There are several ways to perform a numerical approximation by discretization of this integral.

Method 1

One way is to sample from $\Omega$ in a uniform manner, calculate the density at each point, and use these as the weights in a discrete sum $$f_X(x) \approx \sum_{k = 1}^\infty f_{x \mid \theta}(x | \theta_k) f_\theta(\theta_k) \Delta_k,$$ where $\Delta_k = \theta_{k+1} - \theta_k$ is the interval between the regularly spaced samples $\{\theta_k\}_{k=1}^\infty$.

Method 2

Another way would be to choose a variable spacing; e.g., $$\theta_k = \psi(k),$$ for some function $\psi$ that is related to the density in a way that $$\Pr\left[\frac{\psi(k-1) + \psi(k)}{2} < \theta \le \frac{\psi(k) + \psi(k+1)}{2}\right] = \text{constant}, \quad k = 1, 2, \ldots.$$ If you do this, then the weighting by the density is no longer needed, and you only need to average by the number of samples.

Method 3

Finally, the method that is proposed in the question itself is to set some positive integer $N$, and calculate a sequence $\{\varphi(k)\}_{k=0}^N$ with $\varphi(0) = -\infty$ and $\varphi(N) = \infty$ such that $$\Pr[\varphi(k-1) < \theta \le \varphi(k)] = 1/N$$ for all $k = 1, 2, \ldots, N$. Then define $\theta_k = (\varphi(k-1) + \varphi(k))/2$ and use this as the points to be sampled (this, as well as the previous method described, is problematic at infinity, but can be addressed somewhat by using large $N$ and ignoring the tails).

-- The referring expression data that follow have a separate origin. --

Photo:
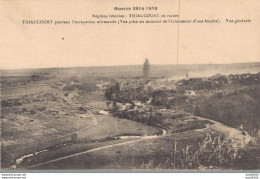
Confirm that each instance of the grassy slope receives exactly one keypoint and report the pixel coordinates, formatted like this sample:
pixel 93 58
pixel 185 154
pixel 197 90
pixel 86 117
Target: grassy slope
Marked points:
pixel 235 109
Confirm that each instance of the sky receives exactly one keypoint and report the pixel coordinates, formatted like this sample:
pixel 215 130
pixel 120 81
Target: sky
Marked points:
pixel 44 46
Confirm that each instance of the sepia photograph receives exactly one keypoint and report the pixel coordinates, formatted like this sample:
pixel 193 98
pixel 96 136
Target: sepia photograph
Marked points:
pixel 130 86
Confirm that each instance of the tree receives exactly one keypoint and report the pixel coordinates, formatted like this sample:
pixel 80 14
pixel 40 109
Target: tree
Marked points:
pixel 146 69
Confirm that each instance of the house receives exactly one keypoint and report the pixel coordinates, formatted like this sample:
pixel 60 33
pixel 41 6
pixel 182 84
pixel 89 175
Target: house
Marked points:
pixel 190 93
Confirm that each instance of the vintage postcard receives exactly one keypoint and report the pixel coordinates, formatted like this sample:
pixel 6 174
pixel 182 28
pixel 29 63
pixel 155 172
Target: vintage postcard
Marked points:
pixel 130 85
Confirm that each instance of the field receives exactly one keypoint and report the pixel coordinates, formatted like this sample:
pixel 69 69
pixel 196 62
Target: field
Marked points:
pixel 61 119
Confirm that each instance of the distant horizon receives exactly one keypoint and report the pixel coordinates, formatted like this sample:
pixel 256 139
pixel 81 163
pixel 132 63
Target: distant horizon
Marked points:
pixel 127 65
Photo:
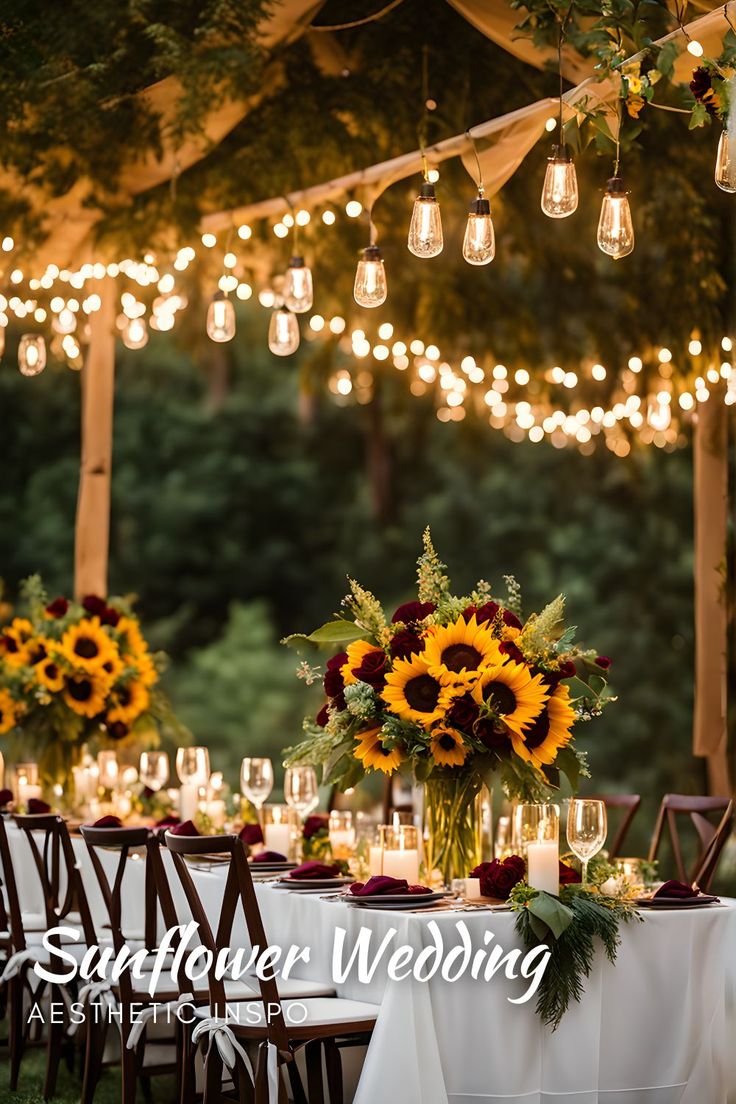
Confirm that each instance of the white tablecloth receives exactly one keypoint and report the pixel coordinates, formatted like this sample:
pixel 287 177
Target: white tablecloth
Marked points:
pixel 649 1030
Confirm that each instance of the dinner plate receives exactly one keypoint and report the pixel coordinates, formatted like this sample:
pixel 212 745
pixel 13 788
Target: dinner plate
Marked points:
pixel 395 900
pixel 697 902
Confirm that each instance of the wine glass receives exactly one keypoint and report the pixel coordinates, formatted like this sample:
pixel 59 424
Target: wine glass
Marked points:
pixel 153 771
pixel 256 781
pixel 300 789
pixel 586 830
pixel 193 766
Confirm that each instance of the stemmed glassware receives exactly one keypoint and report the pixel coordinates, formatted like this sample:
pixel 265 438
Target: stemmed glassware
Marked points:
pixel 153 771
pixel 586 830
pixel 256 781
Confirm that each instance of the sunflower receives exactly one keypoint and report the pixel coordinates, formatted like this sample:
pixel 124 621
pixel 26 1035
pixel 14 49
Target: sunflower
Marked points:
pixel 10 710
pixel 356 653
pixel 447 746
pixel 415 694
pixel 372 752
pixel 552 730
pixel 457 654
pixel 128 702
pixel 85 692
pixel 87 646
pixel 131 638
pixel 50 673
pixel 512 694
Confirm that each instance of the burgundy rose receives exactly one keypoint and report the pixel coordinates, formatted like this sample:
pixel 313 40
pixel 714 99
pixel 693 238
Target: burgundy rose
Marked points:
pixel 413 612
pixel 94 605
pixel 509 648
pixel 251 835
pixel 567 874
pixel 372 669
pixel 464 713
pixel 57 607
pixel 405 644
pixel 498 879
pixel 313 824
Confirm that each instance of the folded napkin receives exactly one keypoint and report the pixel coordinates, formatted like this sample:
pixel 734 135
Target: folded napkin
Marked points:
pixel 108 821
pixel 187 828
pixel 313 869
pixel 35 806
pixel 381 884
pixel 251 835
pixel 674 889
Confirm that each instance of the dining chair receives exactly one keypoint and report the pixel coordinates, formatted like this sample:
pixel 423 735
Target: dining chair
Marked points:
pixel 712 837
pixel 225 1030
pixel 629 803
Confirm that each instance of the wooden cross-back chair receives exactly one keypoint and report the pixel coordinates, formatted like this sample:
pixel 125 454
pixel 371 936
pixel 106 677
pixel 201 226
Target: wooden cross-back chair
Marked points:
pixel 64 905
pixel 712 837
pixel 629 803
pixel 330 1022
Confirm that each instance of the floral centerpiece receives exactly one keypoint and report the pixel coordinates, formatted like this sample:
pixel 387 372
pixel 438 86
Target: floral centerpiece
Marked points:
pixel 73 673
pixel 457 689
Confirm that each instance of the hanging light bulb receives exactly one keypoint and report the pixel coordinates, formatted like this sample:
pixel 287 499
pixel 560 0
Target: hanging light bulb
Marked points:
pixel 725 165
pixel 298 289
pixel 283 332
pixel 370 289
pixel 135 333
pixel 479 241
pixel 31 354
pixel 425 236
pixel 615 225
pixel 221 318
pixel 560 189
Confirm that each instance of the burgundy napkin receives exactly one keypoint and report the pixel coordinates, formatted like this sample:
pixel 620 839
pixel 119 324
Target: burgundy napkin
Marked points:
pixel 674 889
pixel 313 869
pixel 381 884
pixel 35 806
pixel 108 821
pixel 188 828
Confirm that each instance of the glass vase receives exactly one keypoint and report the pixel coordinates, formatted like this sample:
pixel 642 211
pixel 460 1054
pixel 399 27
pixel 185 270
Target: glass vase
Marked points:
pixel 455 810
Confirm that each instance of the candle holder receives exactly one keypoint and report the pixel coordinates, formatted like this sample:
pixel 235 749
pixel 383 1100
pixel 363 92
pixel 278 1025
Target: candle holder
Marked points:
pixel 536 830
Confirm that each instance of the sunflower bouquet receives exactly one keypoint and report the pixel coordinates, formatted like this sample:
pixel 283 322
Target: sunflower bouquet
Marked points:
pixel 74 672
pixel 456 690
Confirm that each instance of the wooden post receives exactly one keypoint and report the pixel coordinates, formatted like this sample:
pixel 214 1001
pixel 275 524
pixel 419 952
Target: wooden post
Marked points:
pixel 93 513
pixel 711 512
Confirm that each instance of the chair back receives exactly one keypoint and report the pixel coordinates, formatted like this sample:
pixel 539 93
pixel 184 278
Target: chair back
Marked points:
pixel 238 889
pixel 57 869
pixel 712 837
pixel 629 803
pixel 10 909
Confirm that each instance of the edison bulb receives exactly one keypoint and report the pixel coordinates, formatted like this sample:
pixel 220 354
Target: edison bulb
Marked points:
pixel 283 332
pixel 298 290
pixel 725 165
pixel 479 241
pixel 221 318
pixel 425 236
pixel 370 289
pixel 560 189
pixel 31 354
pixel 615 225
pixel 135 333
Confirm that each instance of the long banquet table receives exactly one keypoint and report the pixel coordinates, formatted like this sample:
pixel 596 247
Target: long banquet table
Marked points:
pixel 649 1030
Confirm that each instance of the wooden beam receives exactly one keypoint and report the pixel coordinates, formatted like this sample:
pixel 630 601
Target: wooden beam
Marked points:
pixel 711 513
pixel 93 515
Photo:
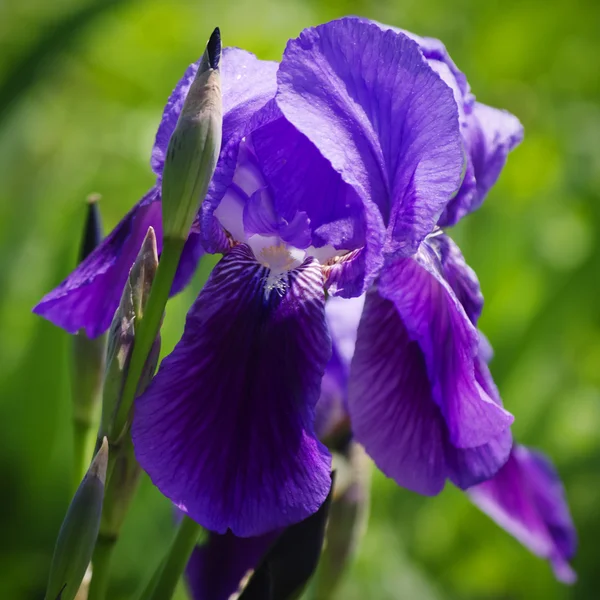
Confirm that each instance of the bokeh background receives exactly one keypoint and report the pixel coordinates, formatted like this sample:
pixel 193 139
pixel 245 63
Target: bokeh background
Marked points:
pixel 82 86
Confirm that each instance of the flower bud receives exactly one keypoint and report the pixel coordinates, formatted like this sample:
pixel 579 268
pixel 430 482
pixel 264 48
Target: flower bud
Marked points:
pixel 122 334
pixel 78 532
pixel 88 363
pixel 194 146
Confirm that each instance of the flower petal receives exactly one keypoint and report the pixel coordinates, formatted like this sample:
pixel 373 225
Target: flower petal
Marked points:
pixel 436 320
pixel 527 499
pixel 460 277
pixel 216 569
pixel 88 297
pixel 490 134
pixel 225 429
pixel 392 412
pixel 369 102
pixel 246 85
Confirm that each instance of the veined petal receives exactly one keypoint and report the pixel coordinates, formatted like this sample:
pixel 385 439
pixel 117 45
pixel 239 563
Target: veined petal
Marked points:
pixel 88 297
pixel 217 568
pixel 368 100
pixel 436 320
pixel 389 398
pixel 225 429
pixel 343 316
pixel 489 134
pixel 460 277
pixel 527 499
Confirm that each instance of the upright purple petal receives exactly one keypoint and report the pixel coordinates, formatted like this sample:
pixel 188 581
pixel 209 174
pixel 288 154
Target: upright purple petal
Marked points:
pixel 225 429
pixel 88 297
pixel 489 135
pixel 394 414
pixel 436 320
pixel 368 100
pixel 527 499
pixel 217 568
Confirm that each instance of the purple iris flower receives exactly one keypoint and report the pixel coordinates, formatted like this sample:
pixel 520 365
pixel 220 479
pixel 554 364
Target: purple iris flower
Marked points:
pixel 88 297
pixel 337 182
pixel 526 497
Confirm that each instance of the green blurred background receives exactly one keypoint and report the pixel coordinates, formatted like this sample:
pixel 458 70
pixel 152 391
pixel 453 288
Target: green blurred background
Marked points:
pixel 82 86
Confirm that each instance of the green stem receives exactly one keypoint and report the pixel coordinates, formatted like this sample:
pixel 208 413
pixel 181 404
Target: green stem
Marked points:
pixel 84 441
pixel 173 565
pixel 148 328
pixel 101 559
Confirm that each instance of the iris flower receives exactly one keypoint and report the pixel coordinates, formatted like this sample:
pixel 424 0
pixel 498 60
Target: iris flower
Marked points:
pixel 336 169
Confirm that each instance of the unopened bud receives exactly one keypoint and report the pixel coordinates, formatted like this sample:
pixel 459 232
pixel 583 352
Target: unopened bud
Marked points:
pixel 78 532
pixel 88 363
pixel 194 146
pixel 121 334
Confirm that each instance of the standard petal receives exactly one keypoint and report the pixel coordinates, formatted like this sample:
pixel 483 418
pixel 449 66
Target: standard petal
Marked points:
pixel 368 100
pixel 527 499
pixel 392 412
pixel 191 254
pixel 217 568
pixel 225 429
pixel 88 297
pixel 436 320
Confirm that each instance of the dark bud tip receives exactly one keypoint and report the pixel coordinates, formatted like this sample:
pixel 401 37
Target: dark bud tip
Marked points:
pixel 92 233
pixel 213 49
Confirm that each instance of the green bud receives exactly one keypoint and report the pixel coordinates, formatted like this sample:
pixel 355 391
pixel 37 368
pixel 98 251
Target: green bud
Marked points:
pixel 122 334
pixel 88 363
pixel 194 146
pixel 78 532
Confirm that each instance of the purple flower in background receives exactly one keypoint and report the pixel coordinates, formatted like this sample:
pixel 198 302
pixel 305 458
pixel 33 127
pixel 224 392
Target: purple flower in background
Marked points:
pixel 526 497
pixel 348 166
pixel 89 296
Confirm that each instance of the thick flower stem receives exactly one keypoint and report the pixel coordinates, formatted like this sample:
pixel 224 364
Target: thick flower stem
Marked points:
pixel 84 442
pixel 162 587
pixel 148 329
pixel 101 559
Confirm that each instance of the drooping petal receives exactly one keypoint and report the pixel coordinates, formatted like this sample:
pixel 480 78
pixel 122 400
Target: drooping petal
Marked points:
pixel 303 180
pixel 460 277
pixel 343 316
pixel 527 499
pixel 436 320
pixel 88 297
pixel 368 100
pixel 393 415
pixel 217 568
pixel 225 429
pixel 489 134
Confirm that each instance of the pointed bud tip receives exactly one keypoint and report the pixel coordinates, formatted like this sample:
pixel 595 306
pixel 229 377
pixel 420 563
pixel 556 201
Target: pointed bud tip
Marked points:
pixel 92 233
pixel 213 49
pixel 98 467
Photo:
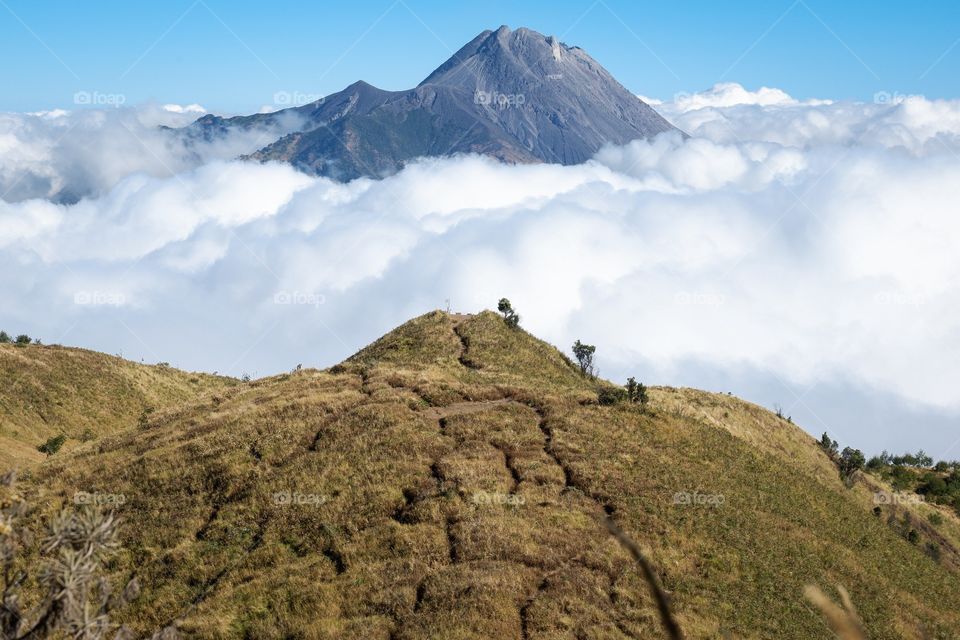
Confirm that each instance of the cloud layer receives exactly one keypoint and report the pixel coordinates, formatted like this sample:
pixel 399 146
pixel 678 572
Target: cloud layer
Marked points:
pixel 811 243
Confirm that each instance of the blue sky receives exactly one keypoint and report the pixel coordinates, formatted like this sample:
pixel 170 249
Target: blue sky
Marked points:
pixel 234 56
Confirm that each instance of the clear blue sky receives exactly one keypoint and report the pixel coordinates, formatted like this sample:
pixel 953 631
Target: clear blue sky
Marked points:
pixel 235 55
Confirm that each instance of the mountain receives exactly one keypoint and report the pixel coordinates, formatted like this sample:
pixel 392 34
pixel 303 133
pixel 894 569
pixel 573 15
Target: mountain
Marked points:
pixel 451 481
pixel 518 96
pixel 81 394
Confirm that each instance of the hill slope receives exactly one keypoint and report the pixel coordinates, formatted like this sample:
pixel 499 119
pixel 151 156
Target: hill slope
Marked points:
pixel 450 481
pixel 518 96
pixel 52 390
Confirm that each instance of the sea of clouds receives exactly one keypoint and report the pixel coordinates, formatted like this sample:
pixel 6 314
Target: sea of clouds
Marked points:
pixel 800 252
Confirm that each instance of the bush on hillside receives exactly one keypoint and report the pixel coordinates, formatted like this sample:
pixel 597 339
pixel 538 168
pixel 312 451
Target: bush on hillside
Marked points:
pixel 830 447
pixel 76 599
pixel 511 317
pixel 637 393
pixel 52 445
pixel 584 355
pixel 851 461
pixel 611 395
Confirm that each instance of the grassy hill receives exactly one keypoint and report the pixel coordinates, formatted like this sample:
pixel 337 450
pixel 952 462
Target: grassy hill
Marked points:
pixel 52 390
pixel 451 480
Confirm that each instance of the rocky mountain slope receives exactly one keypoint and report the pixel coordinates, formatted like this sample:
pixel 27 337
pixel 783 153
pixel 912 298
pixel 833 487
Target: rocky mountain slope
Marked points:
pixel 518 96
pixel 451 480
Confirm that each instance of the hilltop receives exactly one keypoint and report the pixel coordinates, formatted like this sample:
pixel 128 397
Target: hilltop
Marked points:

For this last method, as for the second one, weighting by density is not needed; you only need to average by the number of samples.

0
On

Suppose you have: \begin{align} \Pr(X = 0 \mid k=0) & = 2/3 & & & \Pr(X=1\mid k=0) & = 1/3 \\[10pt] \Pr(X = 0 \mid k=1) & = 1/2 & & & \Pr(X=1\mid k=1) & = 1/2 \end{align} If you want the marginal distribution of $X$, you average the two rows above, with weight equal to $\Pr(k=0)$ for the first row and to $\Pr(k=1)$ for the second row. Let's suppose those weights are each $1/2$. Then the joint distribution is: \begin{align} \Pr(X=0\ \&\ k=0) & = 1/3 & & & \Pr(X=1\ \&\ k=0) & 1/6 \\[10pt] \Pr(X=0\ \&\ k=1) & = 1/4 & & & \Pr(X=1\ \&\ k=1) & 1/4 \end{align} Then rather than averaging, you sum, to get \begin{align} \Pr(X=0) = & \frac 7 {12}, & & & \Pr(X=1) & = \frac 5 {12}. \end{align}

In one case you have a conditional distribution given $k$, and you find an average; in the other case you have a joint distribution, and you find the sum. Either way you get the same marginal distribution.

In the situation you describe, the von Mises distribution is a conditional distribution given the value of $\kappa$.

The average should be a weighted average with weights given by the distribution of $\kappa$.

0
On

You have a conditional density distribution: $f_{X\mid K}(x\mid k) = VM(x;\kappa)$

By "analytic marginalisation" the author means:

$$\begin{align}f_X(x) ~=~ & \mathsf E\big(f_{X\mid K}(x\mid K)\big) \\[1ex] ~=~ & \int_0^\infty f_{X\mid K}(x\mid \kappa)~f_K(\kappa) ~\operatorname d \kappa\end{align}$$

However the author claims that as long as the number of bins is not too small, this can approximated by "averaging out".